L'ultima trovata, la sorpresa da servire sul rettilineo finale di una competizione che già s'annuncia scoppiettante



E infine, il Milan. E sarà bingo. La mossa che Silvio Berlusconi sta studiando, probabilmente sarà questa. E sarà l'ultima trovata, la sorpresa da servire sul rettilineo finale di una competizione che già s'annuncia scoppiettante.

Qualcosa che possa e sappia legarsi ai sentimenti, alle passioni, alle pulsioni che nel pallone, nel gioco del calcio, hanno il loro comune denominatore da Trapani a Bolzano.

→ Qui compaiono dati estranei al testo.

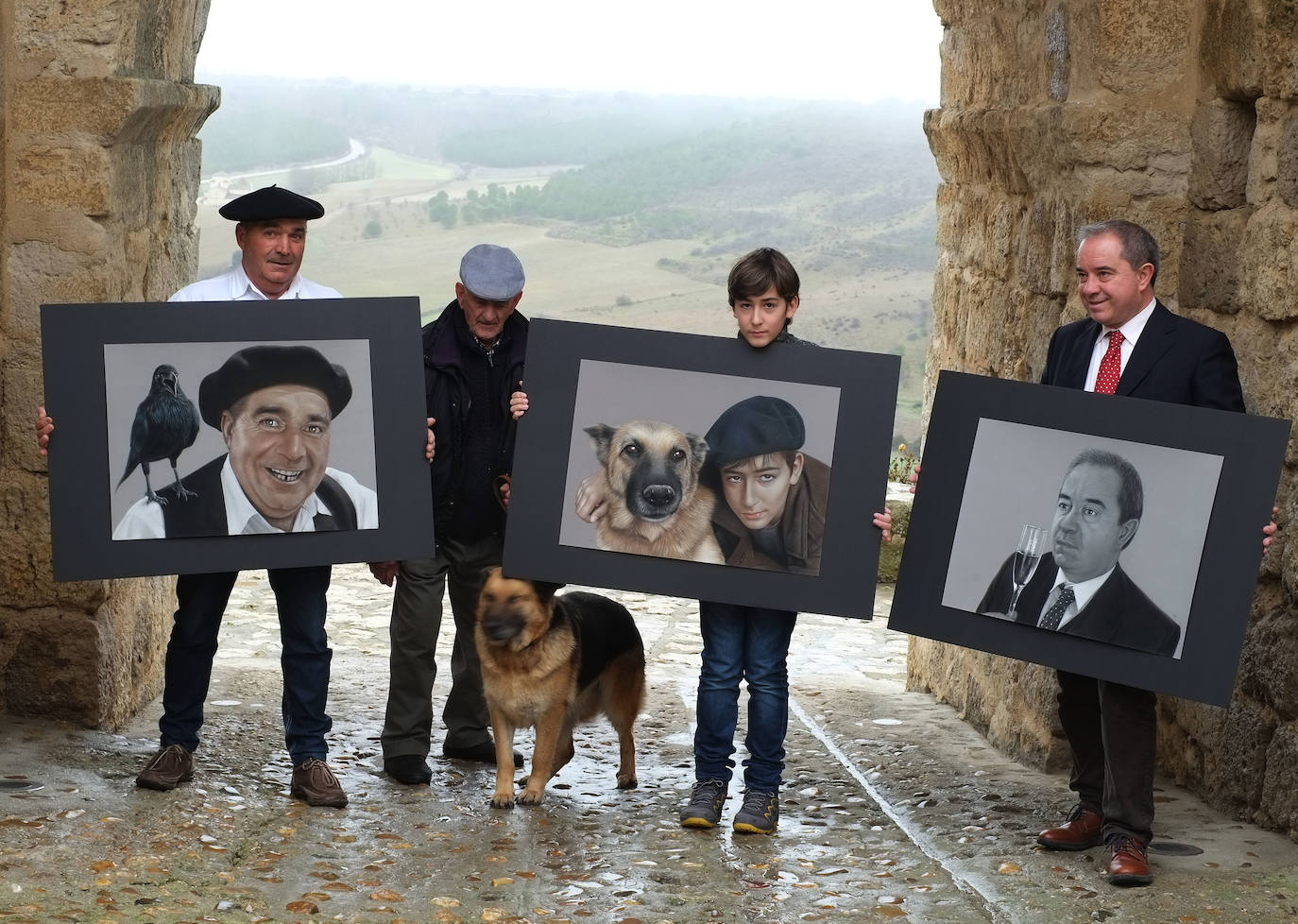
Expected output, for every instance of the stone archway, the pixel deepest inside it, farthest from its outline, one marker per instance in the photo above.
(97, 188)
(1182, 114)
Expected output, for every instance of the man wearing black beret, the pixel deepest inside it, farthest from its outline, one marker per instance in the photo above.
(274, 406)
(271, 235)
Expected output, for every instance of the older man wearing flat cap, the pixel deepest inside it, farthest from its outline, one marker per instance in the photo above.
(472, 365)
(271, 233)
(274, 405)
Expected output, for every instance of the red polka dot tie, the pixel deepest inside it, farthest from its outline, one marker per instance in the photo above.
(1051, 618)
(1111, 367)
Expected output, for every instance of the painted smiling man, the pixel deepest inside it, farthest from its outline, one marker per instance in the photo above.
(274, 406)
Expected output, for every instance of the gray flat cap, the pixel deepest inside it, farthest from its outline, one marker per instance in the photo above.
(492, 273)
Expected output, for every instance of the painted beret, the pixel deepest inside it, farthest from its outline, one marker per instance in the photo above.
(267, 365)
(492, 273)
(270, 202)
(754, 426)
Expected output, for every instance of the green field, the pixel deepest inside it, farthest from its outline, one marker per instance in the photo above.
(377, 240)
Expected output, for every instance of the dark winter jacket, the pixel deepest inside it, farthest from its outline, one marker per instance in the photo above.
(450, 356)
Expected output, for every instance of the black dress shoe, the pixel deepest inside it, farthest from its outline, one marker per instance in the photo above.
(483, 753)
(409, 768)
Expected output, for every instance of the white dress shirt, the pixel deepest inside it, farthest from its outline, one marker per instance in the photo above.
(234, 284)
(1082, 594)
(1131, 334)
(143, 520)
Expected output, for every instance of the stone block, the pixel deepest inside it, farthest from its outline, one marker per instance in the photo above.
(1269, 270)
(1264, 160)
(1140, 47)
(1221, 141)
(1235, 756)
(1210, 260)
(55, 667)
(1279, 803)
(1233, 48)
(73, 177)
(1287, 159)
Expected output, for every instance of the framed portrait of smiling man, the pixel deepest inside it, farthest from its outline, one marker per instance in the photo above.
(1107, 536)
(721, 471)
(182, 448)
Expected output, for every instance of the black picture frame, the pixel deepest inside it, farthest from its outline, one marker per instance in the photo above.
(387, 412)
(996, 452)
(547, 462)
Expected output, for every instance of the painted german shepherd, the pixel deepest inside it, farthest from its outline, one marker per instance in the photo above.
(651, 483)
(551, 662)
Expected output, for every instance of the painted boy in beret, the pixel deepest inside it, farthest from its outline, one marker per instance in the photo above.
(775, 493)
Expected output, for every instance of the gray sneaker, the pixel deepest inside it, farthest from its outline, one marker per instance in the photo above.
(704, 809)
(760, 813)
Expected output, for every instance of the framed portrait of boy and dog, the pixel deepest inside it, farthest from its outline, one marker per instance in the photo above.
(701, 468)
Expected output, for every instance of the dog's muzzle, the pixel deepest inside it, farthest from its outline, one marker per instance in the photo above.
(500, 627)
(656, 501)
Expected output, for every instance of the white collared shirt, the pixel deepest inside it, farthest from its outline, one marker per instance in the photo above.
(234, 284)
(1082, 594)
(1131, 334)
(143, 520)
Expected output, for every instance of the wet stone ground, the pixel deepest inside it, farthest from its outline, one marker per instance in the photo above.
(892, 809)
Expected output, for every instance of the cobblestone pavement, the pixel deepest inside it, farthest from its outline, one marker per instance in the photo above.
(892, 809)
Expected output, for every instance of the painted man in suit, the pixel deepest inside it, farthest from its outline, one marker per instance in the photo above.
(1079, 587)
(1131, 344)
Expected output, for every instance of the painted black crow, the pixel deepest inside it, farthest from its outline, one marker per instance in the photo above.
(166, 423)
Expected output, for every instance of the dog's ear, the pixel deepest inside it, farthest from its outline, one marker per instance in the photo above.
(698, 447)
(601, 437)
(545, 590)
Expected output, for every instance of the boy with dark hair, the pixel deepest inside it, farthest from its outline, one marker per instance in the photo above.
(743, 642)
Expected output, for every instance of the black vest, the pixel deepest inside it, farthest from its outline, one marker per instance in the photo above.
(205, 514)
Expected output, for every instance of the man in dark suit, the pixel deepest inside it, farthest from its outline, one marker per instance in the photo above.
(1131, 344)
(1079, 587)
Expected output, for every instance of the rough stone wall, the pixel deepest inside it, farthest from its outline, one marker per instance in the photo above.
(99, 177)
(1182, 114)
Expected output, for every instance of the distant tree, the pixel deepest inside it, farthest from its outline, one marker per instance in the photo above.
(440, 209)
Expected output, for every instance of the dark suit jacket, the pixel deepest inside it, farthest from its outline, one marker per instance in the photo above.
(1119, 613)
(1175, 360)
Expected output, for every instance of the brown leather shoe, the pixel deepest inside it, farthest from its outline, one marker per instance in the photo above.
(169, 767)
(1128, 864)
(316, 785)
(1080, 832)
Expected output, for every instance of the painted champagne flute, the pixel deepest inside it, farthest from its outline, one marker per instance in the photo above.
(1027, 556)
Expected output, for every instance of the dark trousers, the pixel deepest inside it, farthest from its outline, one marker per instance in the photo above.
(743, 642)
(416, 625)
(305, 659)
(1113, 732)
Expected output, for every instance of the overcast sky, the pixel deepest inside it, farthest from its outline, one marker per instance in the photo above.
(853, 49)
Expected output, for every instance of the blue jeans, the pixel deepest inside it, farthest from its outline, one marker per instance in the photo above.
(743, 642)
(305, 659)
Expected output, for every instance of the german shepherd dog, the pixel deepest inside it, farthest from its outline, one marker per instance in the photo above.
(651, 483)
(551, 662)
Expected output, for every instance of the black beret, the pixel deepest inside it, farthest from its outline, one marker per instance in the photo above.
(756, 426)
(270, 202)
(267, 365)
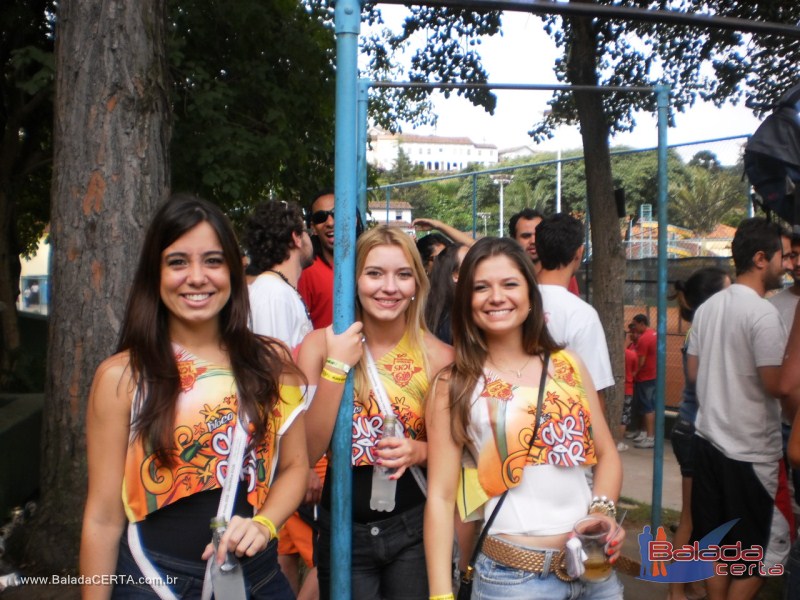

Un 'beau geste' rivestito da questione di cuore, ma elettoralmente assai pagante: il ritorno del Cavaliere al comando dell'A.C. Milan.

La riacquisizione della proprietà dei rossoneri, lasciata in oscure mani cinesi e oggi in chiara crisi societaria e di gioco, potrebbe essere la vera ciliegina sulla torta elettorale. Per far sì che Berlusconi possa papparsi la fetta più grossa.

Non bisogna dimenticare che tifoseria milanista, dopo quella juventina, è censita come seconda per numero di adepti su tutto il territorio nazionale: un bacino di voti elevato che non può non essere entrato nei pensieri e negli obiettivi dell'ex premier.

Il baratro in cui stanno scivolando i rossoneri sembra fatto apposta per agevolare il salvifico ritorno. Un milanista, magari non lo ha mai votato il Cavaliere, ma ricordando tutto quello che il "suo" Milan ha vinto non può non augurarsene il ritorno al vertice della squadra. E con l'offerta politica screditata che c'è in giro, potrebbe pensarci.

Altroché se potrebbe. Certo, per adesso si tratta ancora di una supposizione. Ma gli indizi ci sembrano univoci. Del resto, ad oggi Berlusconi è in campo con alcune proposte importanti. Che però deve condividere. Prima di tutte la flat tax, la tassa piatta come lui la chiama, che adesso vivrà il suo momento se, come pare, Donald Trump firmerà -prima di Natale- il promesso super taglio fiscale. Anche su questo versante c'è competizione con Matteo Salvini il quale può addirittura rivendicarne la primogenitura. Stesso dicasi, ovviamente, per redditi e pensioni.

Ma sul Milan no. Li non c'è né ci può essere alcuna competizione o condivisione: o Berlusconi o niente. O le risolleva lui le sorti di quello che fu il club calcistico "più titolato al mondo" o sarà il baratro. Col rossonero Salvini che sarà pure costretto a plaudire. Bingo!